Era ella, sentada en el suelo, vestida con mi camiseta y un par de besos.
Se tomaba con gracia un café, mientras se fumaba un cigarro, tomándose, a la vez, su tiempo.
Su forma de deshacer mi cama, de no estirar las sábanas jamás.
Aún recuerdo su espalda tatuada, su media sonrisa cuando algo no le parecía del todo bien.
Su cara de picardía cuando me soltaba algún que otro improperio, su manera estrambótica de masticar chicle, su cara inocente llena de una dosis letal de maldad.
Era ella, la que a veces juró ser mi vida, ella, la que prometió no desaparecer jamás de mi lado.
Se esfumó como el humo de aquel cigarro, se consumió entre mis dedos, su pelo negro se convirtió en dorado, y de un día a otro se dejó vestir con otras ropas.
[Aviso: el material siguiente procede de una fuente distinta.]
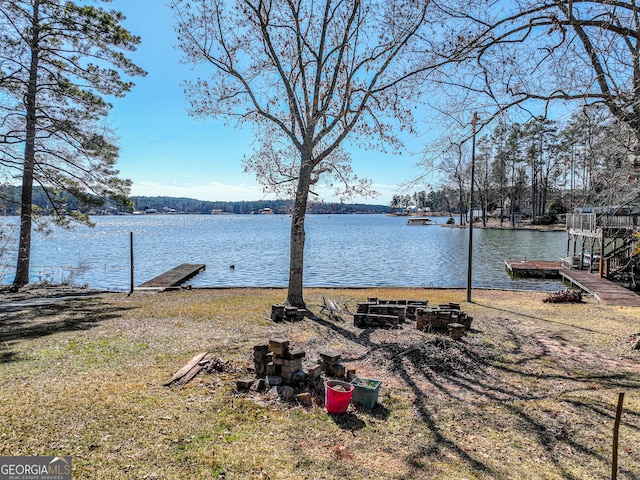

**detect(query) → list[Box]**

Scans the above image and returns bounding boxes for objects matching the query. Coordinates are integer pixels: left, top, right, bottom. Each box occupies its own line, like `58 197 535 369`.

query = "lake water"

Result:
0 215 566 291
Todas las promesas que me hizo se me clavan ahora en la piel, como antes sus ojos negros.
Aún consigo recordar su voz, pese a que poco a poco se desvanece en mis recuerdos.
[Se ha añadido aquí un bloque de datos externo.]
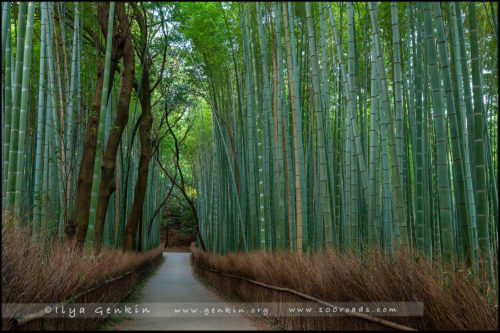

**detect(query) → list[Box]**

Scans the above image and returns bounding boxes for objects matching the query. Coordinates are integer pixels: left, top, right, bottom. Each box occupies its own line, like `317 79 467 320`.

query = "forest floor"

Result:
110 252 263 331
De otro. Será de otro. Como antes de mis besos.
A veces desearía borrarla para siempre de mi cabeza, que se esfumase de mi vida, que nunca hubiese existido para mí, otras, sin embargo, me alegro de haberla tenido, de haber compartido sus manías, sus discusiones, su rara forma de ser.
Pese a toda esa presión que siento en el pecho cuando descubro una cama vacía al caer la noche, aún mantengo la esperanza.
Volveré a vestir de besos a otra mujer, perderé mi ropa en un armario ajeno.
Ella dejó una huella imborrable en mí, pero las huellas de la vida siempre quedan en el pasado.